Podcast 22: Creativity! Listen to Rosanne Cash, Save Your String, Fight Drift, and a Lesson from the Writers’ Room.

It’s time for the next installment of  “Happier with Gretchen Rubin.

This week, we have a theme! Creativity.

Update: Elizabeth and I, and our families, were recently in Kansas City together, to celebrate our mother’s birthday. We shot a quick little video to say hi to listeners. Check it out here.

Try This at Home: Save string — which is a phrase from journalism that means, find ways to save your little bits of ideas. To read more about choreographer Twyla Tharp’s process, look in The Creative Habit: Learn It and Use It for Life. Woody Allen discusses his method saving string in this Wall Street Journal interview.
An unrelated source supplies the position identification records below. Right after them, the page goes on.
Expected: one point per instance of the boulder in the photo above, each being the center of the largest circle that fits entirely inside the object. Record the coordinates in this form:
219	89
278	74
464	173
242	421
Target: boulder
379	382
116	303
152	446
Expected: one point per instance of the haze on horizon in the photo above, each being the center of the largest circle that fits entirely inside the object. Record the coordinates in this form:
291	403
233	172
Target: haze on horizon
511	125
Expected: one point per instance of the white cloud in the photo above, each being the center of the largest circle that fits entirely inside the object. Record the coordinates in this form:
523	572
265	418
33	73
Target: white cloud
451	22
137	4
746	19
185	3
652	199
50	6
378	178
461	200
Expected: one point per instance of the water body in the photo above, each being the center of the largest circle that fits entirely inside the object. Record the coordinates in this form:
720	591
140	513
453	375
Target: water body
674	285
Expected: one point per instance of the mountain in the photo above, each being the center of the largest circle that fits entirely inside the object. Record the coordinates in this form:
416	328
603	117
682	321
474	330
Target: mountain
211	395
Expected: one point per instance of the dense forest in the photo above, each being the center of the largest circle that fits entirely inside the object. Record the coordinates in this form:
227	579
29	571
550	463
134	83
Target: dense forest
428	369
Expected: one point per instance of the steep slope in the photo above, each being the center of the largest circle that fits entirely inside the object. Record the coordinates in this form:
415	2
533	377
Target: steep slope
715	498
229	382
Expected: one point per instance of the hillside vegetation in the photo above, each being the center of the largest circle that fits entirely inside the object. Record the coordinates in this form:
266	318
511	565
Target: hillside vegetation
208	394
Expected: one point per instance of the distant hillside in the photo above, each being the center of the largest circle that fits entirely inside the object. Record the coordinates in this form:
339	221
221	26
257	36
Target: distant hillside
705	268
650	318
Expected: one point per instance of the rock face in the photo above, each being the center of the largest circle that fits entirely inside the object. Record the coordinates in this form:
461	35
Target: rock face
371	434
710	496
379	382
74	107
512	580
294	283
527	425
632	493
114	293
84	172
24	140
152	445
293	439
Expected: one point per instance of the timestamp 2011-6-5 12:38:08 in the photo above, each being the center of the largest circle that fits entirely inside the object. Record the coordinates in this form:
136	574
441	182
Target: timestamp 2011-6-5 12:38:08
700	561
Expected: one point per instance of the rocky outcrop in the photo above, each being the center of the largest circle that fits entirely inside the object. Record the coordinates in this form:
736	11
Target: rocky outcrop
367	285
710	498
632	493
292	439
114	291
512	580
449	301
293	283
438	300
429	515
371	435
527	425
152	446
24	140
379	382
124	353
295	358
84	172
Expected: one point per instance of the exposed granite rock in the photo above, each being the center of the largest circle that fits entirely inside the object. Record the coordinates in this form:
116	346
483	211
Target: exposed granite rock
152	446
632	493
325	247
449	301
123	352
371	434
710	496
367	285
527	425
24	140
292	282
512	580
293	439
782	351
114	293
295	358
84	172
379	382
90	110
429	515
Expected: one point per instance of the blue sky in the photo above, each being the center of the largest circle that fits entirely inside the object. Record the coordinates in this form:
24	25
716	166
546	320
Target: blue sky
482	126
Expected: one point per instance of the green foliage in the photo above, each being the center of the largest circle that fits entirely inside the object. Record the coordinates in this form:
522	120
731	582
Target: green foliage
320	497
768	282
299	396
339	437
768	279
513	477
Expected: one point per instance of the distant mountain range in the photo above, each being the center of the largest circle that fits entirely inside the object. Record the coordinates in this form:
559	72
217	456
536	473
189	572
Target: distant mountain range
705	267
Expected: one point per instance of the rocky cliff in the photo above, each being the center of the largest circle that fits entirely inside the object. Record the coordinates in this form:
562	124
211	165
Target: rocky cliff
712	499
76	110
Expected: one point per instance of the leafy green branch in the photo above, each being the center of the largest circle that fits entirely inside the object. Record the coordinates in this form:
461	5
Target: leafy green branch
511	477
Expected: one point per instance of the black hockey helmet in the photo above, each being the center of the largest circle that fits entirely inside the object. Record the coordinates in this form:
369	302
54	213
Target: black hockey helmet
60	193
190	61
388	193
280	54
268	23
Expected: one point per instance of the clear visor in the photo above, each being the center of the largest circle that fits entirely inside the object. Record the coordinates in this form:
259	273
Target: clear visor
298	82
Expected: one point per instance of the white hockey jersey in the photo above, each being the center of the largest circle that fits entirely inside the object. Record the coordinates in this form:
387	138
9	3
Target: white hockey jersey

PodcastNotebookElizabethHere’s a photo of Elizabeth’s podcast notebook (string not pictured).

Do you “save string?” What do you save, and how do you save it? Fabric scraps, art supplies, recipes, quotations, ideas for a garden, ideas for April Fool’s Day pranks…let us know.

Interview: Our guest is my friend, the brilliant singer, song-writer, and author, Rosanne Cash. She’s a Grammy-winning singer and composer who has recorded 15 albums and won countless awards.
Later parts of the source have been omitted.